Prompt evolution example

This page shows the journey of refining a release notes categorization prompt from simple to production-ready.

Journey: Simple to refined

Version 1: Initial (simple)

First attempt after documenting manual process

Approach: Basic categories with minimal guidance

Categorize GitHub commits as:
- New Features: New capabilities
- Enhancements: Improvements
- Bug Fixes: Corrections
- Documentation: Docs updates

Commits:
{COMMITS}

Results:

  • Basic categorization working
  • 35% of commits miscategorized
  • Internal changes included
  • Feature versus Enhancement boundary unclear
  • No exclusion logic

Accuracy: 65% - Not usable


Version 2: Add definitions

After reviewing first test results

Changes: Added clearer category definitions

Categorize GitHub commits as:

Categories:
- New Features: Wholly new capabilities that didn't exist before
- Enhancements: Improvements to existing features  
- Bug Fixes: Corrections to existing functionality
- Documentation: Content updates, typo fixes, documentation improvements

Exclusions:
- Internal tooling changes
- Work-in-progress commits
- Merge commits

Commits:
{COMMITS}

Results:

  • Better feature or enhancement distinction
  • Some internal changes filtered
  • Many edge case confusions
  • "Wholly new" versus "existing" ambiguous
  • Exclusions too vague

Accuracy: 72% - Improved but not production-ready


Version 3: Add examples

After seeing specific patterns of confusion

Changes: Added concrete examples of each category

Categorize GitHub commits for release notes.

Categories with examples:

**New Features** - Wholly new capabilities
Examples: "Add user authentication", "Create dashboard view"
Not examples: "Improve search" (enhancement)

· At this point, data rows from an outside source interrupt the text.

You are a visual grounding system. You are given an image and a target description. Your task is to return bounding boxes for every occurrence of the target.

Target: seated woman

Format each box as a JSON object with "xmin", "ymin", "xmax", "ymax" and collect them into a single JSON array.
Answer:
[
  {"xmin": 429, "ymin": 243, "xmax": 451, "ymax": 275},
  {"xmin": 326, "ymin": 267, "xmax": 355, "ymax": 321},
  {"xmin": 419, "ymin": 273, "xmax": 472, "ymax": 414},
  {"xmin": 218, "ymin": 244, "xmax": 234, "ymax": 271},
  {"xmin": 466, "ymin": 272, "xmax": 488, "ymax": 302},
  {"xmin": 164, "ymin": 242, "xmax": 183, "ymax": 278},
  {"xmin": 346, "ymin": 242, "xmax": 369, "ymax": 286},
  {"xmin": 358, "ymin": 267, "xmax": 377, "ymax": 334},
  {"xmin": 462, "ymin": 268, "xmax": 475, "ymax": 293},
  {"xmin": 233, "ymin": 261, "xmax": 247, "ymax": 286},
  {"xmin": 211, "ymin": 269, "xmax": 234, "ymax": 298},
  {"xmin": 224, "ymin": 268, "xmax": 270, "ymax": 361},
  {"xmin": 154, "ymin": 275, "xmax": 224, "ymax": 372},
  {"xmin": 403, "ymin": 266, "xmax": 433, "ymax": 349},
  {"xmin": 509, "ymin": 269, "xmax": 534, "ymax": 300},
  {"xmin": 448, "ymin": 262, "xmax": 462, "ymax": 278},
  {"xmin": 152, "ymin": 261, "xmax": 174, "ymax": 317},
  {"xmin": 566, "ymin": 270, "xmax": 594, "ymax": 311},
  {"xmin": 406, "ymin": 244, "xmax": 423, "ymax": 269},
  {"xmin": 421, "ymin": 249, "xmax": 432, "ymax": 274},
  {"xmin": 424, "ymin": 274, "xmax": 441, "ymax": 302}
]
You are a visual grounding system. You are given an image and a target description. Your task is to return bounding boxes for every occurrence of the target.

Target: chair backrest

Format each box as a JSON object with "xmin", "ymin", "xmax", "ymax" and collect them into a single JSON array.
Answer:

**Enhancements** - Improvements to existing
Examples: "Improve search performance", "Update API format"
Not examples: "Add search feature" (new feature)

**Bug Fixes** - Corrections only
Examples: "Fix memory leak", "Resolve timeout"
Not examples: "Improve performance" (enhancement)

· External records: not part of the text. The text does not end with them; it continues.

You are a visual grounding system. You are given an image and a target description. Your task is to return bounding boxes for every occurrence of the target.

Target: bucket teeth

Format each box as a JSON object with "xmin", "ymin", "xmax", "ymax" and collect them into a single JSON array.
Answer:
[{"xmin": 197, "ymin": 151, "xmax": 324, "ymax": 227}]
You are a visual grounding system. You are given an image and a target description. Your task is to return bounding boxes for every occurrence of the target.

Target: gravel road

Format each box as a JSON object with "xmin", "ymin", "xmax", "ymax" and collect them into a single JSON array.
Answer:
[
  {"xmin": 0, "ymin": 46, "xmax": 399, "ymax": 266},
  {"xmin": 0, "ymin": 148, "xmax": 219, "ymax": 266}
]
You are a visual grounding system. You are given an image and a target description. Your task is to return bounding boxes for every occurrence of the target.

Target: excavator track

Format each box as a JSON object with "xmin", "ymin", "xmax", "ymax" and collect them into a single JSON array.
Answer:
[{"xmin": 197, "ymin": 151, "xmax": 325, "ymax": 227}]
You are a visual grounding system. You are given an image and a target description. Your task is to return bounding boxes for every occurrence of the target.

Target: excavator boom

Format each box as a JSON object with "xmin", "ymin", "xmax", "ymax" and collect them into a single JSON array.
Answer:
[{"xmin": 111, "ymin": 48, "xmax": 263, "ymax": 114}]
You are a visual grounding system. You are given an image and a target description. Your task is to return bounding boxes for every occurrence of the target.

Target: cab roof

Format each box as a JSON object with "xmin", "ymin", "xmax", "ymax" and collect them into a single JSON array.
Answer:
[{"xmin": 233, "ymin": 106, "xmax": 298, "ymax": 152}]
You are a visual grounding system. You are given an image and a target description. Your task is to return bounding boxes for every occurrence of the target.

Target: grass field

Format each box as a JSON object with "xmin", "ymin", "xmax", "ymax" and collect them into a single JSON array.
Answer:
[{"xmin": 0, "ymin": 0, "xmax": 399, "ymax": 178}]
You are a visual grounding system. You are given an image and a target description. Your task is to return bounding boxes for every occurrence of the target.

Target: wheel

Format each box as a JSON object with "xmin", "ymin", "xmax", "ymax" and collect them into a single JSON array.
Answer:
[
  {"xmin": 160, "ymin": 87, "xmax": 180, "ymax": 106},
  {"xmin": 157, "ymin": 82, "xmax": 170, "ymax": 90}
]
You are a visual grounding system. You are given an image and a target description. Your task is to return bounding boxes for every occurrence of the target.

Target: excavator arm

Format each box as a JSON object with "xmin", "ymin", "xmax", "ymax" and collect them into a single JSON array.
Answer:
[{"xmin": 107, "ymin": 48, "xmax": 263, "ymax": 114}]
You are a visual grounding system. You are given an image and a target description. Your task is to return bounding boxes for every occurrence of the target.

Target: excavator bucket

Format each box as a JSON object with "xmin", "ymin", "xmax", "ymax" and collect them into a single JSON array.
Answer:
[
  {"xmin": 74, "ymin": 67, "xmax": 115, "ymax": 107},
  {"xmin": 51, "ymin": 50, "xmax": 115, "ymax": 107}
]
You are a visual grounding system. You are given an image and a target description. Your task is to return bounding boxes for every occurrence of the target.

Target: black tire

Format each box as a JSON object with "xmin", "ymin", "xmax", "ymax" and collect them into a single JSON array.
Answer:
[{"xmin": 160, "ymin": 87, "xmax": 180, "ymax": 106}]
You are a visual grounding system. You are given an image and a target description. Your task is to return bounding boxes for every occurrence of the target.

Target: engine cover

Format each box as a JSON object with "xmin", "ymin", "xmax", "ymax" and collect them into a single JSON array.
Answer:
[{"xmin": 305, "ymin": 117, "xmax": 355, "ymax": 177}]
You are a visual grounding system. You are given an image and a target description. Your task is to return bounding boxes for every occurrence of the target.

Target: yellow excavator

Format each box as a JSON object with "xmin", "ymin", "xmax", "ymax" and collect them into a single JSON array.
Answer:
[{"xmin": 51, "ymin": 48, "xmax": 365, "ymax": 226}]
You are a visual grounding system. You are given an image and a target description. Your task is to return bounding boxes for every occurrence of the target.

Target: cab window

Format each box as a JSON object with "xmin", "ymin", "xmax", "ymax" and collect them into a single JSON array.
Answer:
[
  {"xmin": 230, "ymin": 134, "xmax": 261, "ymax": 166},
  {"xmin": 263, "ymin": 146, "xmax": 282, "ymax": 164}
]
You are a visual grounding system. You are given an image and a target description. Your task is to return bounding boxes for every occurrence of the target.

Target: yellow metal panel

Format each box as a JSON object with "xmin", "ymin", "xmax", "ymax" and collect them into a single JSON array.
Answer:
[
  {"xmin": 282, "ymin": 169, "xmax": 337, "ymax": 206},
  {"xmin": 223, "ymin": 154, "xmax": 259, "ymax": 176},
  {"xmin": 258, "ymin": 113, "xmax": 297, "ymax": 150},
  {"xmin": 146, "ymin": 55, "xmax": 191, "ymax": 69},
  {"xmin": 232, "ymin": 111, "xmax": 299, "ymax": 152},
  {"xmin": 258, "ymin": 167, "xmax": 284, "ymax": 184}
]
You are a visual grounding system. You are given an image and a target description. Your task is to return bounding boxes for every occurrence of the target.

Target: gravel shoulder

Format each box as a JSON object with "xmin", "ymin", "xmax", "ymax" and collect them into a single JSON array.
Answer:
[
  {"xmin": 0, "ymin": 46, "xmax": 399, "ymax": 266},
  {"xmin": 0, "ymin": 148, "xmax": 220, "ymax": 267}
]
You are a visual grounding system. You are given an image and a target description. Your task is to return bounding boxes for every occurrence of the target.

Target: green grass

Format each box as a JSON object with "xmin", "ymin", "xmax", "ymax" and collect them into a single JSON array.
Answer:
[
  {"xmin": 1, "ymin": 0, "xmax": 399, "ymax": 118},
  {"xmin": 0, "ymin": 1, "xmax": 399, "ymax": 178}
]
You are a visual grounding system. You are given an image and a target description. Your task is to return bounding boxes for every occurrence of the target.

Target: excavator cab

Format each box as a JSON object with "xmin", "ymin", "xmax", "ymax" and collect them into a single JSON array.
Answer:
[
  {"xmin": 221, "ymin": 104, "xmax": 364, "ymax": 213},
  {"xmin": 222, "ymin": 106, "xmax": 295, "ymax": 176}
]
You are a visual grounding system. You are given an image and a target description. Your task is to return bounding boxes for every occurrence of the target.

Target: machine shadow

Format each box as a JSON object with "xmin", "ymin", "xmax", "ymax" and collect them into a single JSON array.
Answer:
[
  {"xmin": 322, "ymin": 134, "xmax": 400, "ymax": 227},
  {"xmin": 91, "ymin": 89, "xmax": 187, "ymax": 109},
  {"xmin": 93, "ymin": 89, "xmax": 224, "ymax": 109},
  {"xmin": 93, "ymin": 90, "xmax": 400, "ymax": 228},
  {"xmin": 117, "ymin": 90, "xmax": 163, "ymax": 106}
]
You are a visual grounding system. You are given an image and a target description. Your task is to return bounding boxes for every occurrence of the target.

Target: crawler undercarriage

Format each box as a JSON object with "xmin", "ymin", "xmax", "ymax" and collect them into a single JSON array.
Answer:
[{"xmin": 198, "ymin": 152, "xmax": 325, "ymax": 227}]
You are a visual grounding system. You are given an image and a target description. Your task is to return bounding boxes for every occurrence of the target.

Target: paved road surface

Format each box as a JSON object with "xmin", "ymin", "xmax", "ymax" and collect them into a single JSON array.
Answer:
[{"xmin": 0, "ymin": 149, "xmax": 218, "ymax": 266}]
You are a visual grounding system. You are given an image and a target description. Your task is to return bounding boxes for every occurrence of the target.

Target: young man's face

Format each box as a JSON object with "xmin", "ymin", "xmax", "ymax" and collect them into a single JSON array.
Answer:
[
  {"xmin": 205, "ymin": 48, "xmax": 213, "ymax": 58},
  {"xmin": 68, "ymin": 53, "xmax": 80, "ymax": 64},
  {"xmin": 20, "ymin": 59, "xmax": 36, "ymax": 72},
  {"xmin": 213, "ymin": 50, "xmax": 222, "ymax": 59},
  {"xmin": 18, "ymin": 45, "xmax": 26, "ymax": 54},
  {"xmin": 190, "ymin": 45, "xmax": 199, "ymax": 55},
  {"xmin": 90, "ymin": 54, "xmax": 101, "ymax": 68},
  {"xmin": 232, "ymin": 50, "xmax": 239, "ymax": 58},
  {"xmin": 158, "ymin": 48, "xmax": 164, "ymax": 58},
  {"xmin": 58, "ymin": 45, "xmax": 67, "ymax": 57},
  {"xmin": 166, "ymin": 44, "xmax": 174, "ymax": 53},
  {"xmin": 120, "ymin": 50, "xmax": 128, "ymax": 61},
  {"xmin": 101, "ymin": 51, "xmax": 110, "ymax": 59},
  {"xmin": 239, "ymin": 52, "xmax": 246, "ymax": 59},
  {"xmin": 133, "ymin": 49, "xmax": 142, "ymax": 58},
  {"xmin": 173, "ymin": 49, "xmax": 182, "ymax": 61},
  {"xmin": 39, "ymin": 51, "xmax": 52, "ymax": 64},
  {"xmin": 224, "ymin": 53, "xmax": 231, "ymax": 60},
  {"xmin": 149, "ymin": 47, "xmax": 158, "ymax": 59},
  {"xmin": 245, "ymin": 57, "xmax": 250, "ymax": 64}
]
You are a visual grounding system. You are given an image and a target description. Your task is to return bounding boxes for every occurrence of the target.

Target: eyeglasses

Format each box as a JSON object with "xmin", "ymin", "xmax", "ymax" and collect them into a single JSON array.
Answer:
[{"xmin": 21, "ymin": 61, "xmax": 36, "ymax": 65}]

**Documentation** - Content updates
Examples: "Update API docs", "Fix typo in README"

Exclusions (do not include):
- Commits containing: "WIP", "temp", "test only"
- Commits starting with: "Merge pull request", "chore:"
- Internal tooling changes

Commits:
{COMMITS}

Format:
## New Features
- [commit message]

## Enhancements
- [commit message]

## Bug Fixes
- [commit message]

## Documentation
- [commit message]

Results:

  • Feature versus Enhancement much clearer
  • Better exclusion of WIP commits
  • More consistent categorization
  • Some internal changes leaking
  • Test-related commits sometimes included

Accuracy: 83% - Getting close


Version 4: Refined production

After several test runs on different repositories

Changes: Added keyword indicators, comprehensive exclusions, and format specifications

You are helping categorize GitHub commits for release notes.

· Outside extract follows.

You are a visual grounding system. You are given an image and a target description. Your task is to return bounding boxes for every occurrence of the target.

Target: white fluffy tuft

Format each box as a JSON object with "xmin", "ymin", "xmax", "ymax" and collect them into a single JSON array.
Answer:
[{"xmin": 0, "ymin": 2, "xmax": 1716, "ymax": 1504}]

Review the following commits and categorize each one according to these standards:

## Categories

### New Features
**Definition:** Wholly new capabilities that didn't exist before

**Examples:**
- "Add user authentication system" (Correct)
- "Create new dashboard view" (Correct)
- "Introduce webhook support" (Correct)

**NOT Examples:**
- "Improve existing search" (This is an enhancement)
- "Update authentication flow" (Enhancement to existing)

**Keywords:** "add", "new", "create", "introduce", "implement"
(Only if describing wholly new functionality)

### Enhancements
**Definition:** Improvements to existing features or functionality

**Examples:**
- "Improve search performance by 50%" (Correct)
- "Update API response format" (Correct)
- "Optimize database queries" (Correct)

**NOT Examples:**
- "Add search feature" (New feature)
- "Fix search bug" (Bug fix)

**Keywords:** "improve", "update", "enhance", "optimize", "increase", "better", "refactor"

### Bug Fixes
**Definition:** Corrections to existing functionality that wasn't working as intended

**Examples:**
- "Fix memory leak in parser" (Correct)
- "Resolve login timeout issue" (Correct)
- "Correct validation logic error" (Correct)

**NOT Examples:**
- "Improve validation performance" (Enhancement)
- "Add validation to new field" (Part of new feature)

**Keywords:** "fix", "bug", "resolve", "issue", "correct", "repair", "hotfix", "patch"

### Documentation
**Definition:** Updates to documentation, guides, or API docs

**Examples:**
- "Update API documentation" (Correct)
- "Fix typo in README" (Correct)
- "Add usage examples to guide" (Correct)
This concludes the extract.